И война внесла коррективы в эту конструкцию, выправила и отредактировала, подправила-подчистила; близость смерти наложила отпечаток, напрочь содрав шелуху лжи, максимально приблизив к психологической достоверности, —что-то вроде военно-полевой школы актерского мастерства, системы Станиславского. Здесь жили и умирали, любили и ненавидели, хвалили и проклинали, и все —по-настоящему, искренно, без ужимок и гримас; вся игра, любое притворство сводилось к легкой ретуши грубоватого равнодушия, к незатейливым формам нравственного камуфляжа —от хмурой и молчаливой суровости до разбитного, бедового веселья. И Бельский пронзительно, остро чувствовал свою чужеродность, несоответствие всему этому миру. Подчиненный, но чересчур раскован, вызывающе легкомыслен, заносчиво общителен; мастит и респектабелен, но нарочито беспечен, неуклюже циничен, искательно фамильярен. Все это, конечно же, камня на камне не оставляло от имиджа стареющего денди, этакого умудренного жизнью светского льва, сигнализировало о неуверенности в себе, о фальши и лицемерии. Как следствие —приговор, прочитанный им в глазах новоявленных соратников: еще один офисный Рэмбо, столичная штучка в поисках порции адреналина.
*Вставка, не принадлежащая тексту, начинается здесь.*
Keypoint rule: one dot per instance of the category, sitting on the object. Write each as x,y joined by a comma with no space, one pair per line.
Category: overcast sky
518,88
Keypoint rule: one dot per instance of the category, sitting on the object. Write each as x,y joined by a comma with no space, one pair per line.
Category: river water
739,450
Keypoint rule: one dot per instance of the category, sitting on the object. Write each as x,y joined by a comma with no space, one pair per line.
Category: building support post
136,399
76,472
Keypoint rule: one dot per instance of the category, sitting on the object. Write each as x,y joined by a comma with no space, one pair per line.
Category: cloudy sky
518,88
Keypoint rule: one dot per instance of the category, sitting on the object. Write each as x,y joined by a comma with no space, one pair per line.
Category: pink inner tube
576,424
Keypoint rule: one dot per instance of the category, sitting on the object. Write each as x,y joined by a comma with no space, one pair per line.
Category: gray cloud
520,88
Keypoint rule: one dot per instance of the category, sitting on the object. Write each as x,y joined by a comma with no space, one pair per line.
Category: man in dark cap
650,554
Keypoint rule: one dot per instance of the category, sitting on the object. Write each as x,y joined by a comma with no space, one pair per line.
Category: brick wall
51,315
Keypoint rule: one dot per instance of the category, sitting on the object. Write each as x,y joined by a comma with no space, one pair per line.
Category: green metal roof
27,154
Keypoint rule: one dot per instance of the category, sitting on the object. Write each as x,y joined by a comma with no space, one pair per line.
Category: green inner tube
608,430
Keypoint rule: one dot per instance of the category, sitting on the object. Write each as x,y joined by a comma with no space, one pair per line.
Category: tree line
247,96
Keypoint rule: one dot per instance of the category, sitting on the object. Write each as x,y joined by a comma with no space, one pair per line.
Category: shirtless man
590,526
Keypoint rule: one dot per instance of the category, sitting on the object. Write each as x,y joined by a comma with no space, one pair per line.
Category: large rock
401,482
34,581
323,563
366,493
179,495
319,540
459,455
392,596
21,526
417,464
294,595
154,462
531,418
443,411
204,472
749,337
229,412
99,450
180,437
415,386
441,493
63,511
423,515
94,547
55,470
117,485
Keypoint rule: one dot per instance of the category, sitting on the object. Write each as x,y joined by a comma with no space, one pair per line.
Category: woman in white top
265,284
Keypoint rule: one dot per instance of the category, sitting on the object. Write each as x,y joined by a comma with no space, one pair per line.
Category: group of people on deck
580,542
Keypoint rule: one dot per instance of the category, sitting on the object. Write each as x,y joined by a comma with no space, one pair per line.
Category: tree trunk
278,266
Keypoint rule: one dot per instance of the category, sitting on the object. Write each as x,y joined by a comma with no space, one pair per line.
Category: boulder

Вслед за этим —вполне предсказуемые конвульсии самолюбия, злость, раздражение, даже презрение: да кто они такие, эти люди?! почему он должен прислушиваться, угождать, подстраиваться, пресмыкаться?! Но рябь недовольства быстро угасала, злость и раздражение выдыхались, оставляя за собой усталость и пустоту, душевную распутицу, новые всплески рефлексии: он – трус, слюнтяй, интеллигентная мразь и сволочь, такие как он умеют только предавать, отступать, сдаваться…
Он чувствовал себя безнадежным профаном, неудачником, стариком. Иногда казалось, что все ипостаси его лицемерия настолько явны и очевидны, настолько отвратительны и противоестественны, что только нежелание огласки, боязнь вынести грязь мешают окружающим вышвырнуть его вон. С раздражением вспоминал он школьное: «Слишком далеки они от народа…». Нет же, черт возьми! Нет! Это не про него! Он —плоть от плоти, в доску свой, он тоже когда-то терпел лишения, много и тяжело работал, голодал! Но все было тщетно. Ушли в небытие, растворились в дымке времени тени прошлого. Достаток, положение в обществе, сибаритство и пресыщенность аннулировали и лишения, и голодную юность, и годы титанического труда, оставив на память лишь воспоминания, ностальгию, —горстку пепла на дне позолоченной урны.
С горьким сарказмом вспоминал Бельский свое казавшееся ему триумфальным появление здесь. Налегке, в лакированных туфлях и шикарном костюме от известного кутюрье, —прямо из-за стола столичного ресторана, где его застало решение «сходить» на войну. Жалкий фигляр! Скоморох! Возомнил себя Гарибальди и лордом Байроном в одном лице! Кому здесь нужны его кривляния, кого он хотел здесь удивить? Здесь, где люди каждый день борются за право жить, где голод и горе —не эфемерные понятия, где смерть проста и естественна, как глоток воздуха. И все попытки представить свои выходки как трогательные причуды великовозрастного ребенка (еще одна лазейка пронырливого лицемерия), за версту отдавали штампованно-жеманным слюнтяйством, махровым идеализмом; его и самого воротило от себя, а что говорить о Мамаеве и остальных?